If salmon are the most iconic fish of Puget Sound and herring the most central to the ecosystem, rockfish are the most quintessential resident, with more species, more habitats, and a more direct connection to the Sound’s geology than any other fish. Of the 253 fish species in greater Puget Sound, slightly more than 10 percent are rockfish. The genus— the aptly named Sebastes, meaning magnificent—includes twenty-seven species.1 The next largest genus, Oncorhynchus (salmon), includes a mere seven species. Rockfish win on style points, too. One rockfish species bears a yellow swoosh on a yellow-freckled, blue-black body; another has dark vertical stripes set against a pinkish background; and a third sports fluorescent orange blotches that seem to glow from within. As Shawn Larson, curator of Conservation Research at the Seattle Aquarium, told me: “We have salmon, but rockfish are more interesting. They are what make the Sound colorful underwater.”2

With their rich diversity in size, food preference, and life history, rockfish have been able to spread across and take advantage of the full range of Puget Sound’s glacially influenced topography. From the lightfilled surface down to the darkest depths, from sandy eelgrass flats to rocky reef kelp forests, above old wrecks and under fishing docks, these multihued fish have filled nearly every niche, natural or artificial, in the waterway.

The great taxonomic variety of Sebastes stems primarily from their means of reproduction. Unlike most marine fishes, in which males and females broadcast their sperm and eggs and simply hope for the best—a process marine biologists sometimes refer to as “spray and pray”—rockfish have sex. Their mating, a sort of dance, shudder, and penetration, results in fertilized eggs that develop into embryos within the female fish, which are released, or extruded, as larvae about half the length of a grain of rice. The number of larvae depends on the species: the bigger the better. A female of the checkbook-sized, Puget Sound rockfish species extrudes about 3,330 larvae, compared with up to 3,000,000 for the three-foot-long, twenty-five-pound yelloweyes. The biggest and longestlived species can keep procreating for decades, annually cranking out millions of live young, which eat anything they can fit into their tiny mouths. As happens with most fish, a vanishingly small number reach adulthood, but it’s hard not to admire rockfish productivity. When it fails, though there can be dire consequences.

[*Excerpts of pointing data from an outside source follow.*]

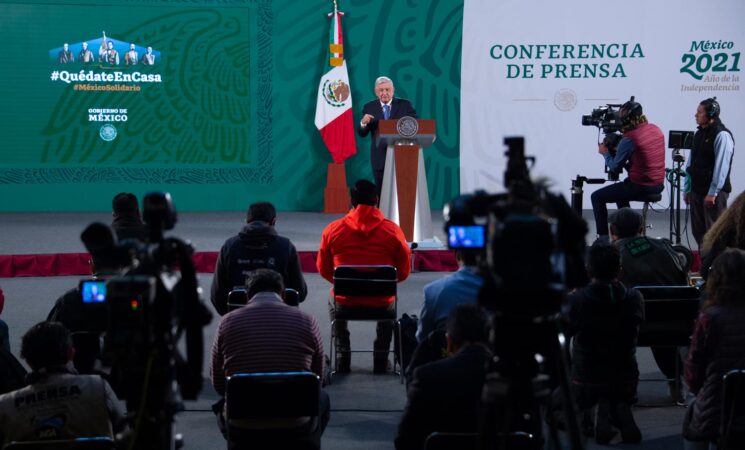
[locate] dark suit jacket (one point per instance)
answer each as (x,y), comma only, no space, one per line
(400,107)
(444,396)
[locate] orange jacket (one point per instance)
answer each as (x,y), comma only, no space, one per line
(363,237)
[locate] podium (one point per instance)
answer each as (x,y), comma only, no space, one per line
(404,198)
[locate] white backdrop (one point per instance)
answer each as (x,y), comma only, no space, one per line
(547,108)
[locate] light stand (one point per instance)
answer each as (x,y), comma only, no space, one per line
(673,177)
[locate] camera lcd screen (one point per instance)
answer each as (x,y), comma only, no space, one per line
(466,236)
(93,291)
(680,139)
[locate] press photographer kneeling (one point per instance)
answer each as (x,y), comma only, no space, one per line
(642,152)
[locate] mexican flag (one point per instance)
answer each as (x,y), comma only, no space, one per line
(334,105)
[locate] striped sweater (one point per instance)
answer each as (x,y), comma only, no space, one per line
(265,336)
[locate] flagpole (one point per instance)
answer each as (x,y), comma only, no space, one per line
(336,197)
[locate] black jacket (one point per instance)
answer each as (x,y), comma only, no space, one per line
(604,319)
(400,107)
(648,261)
(257,246)
(444,396)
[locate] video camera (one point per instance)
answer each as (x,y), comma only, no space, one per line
(533,249)
(607,119)
(146,316)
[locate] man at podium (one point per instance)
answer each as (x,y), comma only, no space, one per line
(385,107)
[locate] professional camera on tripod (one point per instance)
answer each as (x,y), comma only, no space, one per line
(608,121)
(534,246)
(144,316)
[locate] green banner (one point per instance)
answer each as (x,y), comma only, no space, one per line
(212,101)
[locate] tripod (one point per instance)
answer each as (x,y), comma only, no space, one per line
(673,177)
(530,359)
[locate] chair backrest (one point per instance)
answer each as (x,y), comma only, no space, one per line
(470,441)
(275,395)
(733,411)
(670,312)
(365,281)
(89,443)
(447,441)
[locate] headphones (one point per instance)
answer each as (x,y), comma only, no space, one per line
(633,110)
(711,106)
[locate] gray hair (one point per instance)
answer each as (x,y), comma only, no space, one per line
(381,80)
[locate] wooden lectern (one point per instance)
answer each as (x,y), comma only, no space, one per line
(404,198)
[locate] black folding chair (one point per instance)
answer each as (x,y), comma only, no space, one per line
(273,410)
(85,443)
(364,281)
(732,434)
(670,313)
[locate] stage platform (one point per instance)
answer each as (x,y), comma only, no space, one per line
(48,244)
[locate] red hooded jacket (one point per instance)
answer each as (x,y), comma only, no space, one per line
(363,237)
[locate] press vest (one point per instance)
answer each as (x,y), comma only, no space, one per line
(701,169)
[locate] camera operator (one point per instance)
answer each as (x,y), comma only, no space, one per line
(70,311)
(642,151)
(57,403)
(707,185)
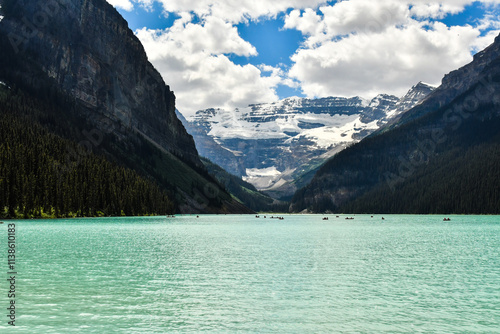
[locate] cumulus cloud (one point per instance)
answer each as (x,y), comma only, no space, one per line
(123,4)
(236,11)
(362,47)
(193,60)
(350,47)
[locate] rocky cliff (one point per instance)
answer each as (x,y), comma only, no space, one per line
(88,49)
(80,58)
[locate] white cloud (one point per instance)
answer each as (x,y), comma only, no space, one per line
(351,47)
(123,4)
(362,47)
(191,59)
(236,11)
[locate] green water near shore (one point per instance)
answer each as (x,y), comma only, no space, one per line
(243,274)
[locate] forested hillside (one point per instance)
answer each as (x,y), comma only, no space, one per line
(443,156)
(44,175)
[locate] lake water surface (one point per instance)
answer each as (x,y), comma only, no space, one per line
(243,274)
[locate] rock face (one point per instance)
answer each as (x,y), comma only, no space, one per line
(439,157)
(87,47)
(273,145)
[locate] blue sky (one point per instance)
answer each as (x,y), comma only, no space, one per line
(230,54)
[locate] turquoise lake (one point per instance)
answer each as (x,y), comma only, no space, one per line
(226,274)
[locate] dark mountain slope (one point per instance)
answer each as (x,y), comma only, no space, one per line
(440,159)
(243,191)
(99,91)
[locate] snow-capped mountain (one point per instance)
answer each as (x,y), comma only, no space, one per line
(271,145)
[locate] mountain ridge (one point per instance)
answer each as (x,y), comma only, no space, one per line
(106,96)
(428,161)
(275,146)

From an evolutionary perspective, reproducing through copulation instead of group spawning means that when a physical or physiological variation arises, a female may choose to mate only with a male that possesses that trait, which facilitates passing it along to the next generation, who now have the potential to evolve into a new species.3 Combine sex with high fecundity and diverse and dynamic habitats, such as those found all along the West Coast and in Puget Sound, and you have a perfect recipe for evolving a range of magnificent species.

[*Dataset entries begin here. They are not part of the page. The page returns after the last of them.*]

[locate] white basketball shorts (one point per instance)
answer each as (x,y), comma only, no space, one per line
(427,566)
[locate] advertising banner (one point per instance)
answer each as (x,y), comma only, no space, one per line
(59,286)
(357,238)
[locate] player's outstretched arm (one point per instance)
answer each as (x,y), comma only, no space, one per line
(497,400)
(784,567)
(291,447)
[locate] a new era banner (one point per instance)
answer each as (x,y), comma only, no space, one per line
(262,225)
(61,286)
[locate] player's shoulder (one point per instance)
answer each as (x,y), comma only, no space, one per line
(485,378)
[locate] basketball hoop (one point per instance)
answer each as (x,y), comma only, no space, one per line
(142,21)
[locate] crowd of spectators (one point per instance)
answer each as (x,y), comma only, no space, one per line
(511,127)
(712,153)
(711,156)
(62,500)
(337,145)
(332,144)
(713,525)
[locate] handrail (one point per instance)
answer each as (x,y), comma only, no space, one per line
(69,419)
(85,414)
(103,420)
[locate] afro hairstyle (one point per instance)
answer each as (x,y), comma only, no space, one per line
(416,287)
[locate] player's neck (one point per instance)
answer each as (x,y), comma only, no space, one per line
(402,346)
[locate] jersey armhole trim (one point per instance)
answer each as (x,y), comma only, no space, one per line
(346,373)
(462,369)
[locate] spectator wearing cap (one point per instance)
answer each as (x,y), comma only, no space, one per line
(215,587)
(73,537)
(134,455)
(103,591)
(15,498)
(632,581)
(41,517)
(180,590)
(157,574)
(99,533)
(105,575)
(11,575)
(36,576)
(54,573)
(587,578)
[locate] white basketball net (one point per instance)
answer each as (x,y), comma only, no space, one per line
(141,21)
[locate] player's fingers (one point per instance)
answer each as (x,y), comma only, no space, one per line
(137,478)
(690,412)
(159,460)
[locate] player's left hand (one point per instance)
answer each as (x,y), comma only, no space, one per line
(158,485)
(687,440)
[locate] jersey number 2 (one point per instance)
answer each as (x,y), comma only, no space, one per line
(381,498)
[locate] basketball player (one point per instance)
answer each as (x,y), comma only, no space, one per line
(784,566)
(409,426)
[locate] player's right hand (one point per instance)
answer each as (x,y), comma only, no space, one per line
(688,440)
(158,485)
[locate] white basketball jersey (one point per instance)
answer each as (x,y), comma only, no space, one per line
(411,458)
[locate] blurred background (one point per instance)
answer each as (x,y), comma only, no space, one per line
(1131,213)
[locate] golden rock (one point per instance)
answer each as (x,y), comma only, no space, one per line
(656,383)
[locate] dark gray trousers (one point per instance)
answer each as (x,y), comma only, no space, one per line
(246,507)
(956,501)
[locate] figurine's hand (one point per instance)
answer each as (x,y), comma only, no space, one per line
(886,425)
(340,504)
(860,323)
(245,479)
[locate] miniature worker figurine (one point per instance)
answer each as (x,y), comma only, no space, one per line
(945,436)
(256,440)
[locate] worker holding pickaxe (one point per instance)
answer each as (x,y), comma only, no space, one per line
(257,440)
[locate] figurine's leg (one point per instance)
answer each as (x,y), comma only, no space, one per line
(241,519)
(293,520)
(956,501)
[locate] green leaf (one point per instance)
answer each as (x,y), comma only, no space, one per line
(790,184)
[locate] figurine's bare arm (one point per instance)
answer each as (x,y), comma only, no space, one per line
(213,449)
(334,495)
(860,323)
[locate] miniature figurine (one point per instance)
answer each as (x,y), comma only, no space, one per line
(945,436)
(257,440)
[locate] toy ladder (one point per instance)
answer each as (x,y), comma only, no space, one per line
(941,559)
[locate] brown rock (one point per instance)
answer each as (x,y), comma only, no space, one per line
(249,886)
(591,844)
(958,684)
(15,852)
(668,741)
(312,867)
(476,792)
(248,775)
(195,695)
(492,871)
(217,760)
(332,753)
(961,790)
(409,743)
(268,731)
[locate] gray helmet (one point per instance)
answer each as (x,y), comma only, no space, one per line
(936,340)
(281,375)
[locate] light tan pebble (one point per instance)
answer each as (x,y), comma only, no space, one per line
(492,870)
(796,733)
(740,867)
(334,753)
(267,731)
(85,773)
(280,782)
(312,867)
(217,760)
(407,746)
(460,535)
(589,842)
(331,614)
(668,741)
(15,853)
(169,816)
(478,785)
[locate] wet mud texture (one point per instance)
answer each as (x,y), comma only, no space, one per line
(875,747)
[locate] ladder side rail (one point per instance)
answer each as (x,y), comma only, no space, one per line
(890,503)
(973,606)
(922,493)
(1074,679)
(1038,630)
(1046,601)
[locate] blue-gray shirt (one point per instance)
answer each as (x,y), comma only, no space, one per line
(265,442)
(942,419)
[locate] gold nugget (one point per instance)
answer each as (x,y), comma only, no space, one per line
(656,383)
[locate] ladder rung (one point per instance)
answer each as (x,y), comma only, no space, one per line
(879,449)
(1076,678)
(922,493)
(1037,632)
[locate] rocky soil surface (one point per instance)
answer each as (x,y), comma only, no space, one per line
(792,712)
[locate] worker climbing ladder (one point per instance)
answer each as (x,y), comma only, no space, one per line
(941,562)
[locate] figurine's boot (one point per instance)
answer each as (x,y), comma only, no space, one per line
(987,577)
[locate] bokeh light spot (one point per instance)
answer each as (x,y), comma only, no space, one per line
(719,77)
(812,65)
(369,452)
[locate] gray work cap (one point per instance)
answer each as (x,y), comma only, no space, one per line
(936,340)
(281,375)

Another factor influencing rockfish evolution is the series of underwater sills in Puget Sound. Researchers hypothesize, for example, that soon after glacial retreat, some unknown number of brown rockfish colonized Puget Sound.



Download



Copyright Disclaimer:
This site does not store any files on its server. We only index and link to content provided by other sites. Please contact the content providers to delete copyright contents if any and email us, we'll remove relevant links or contents immediately.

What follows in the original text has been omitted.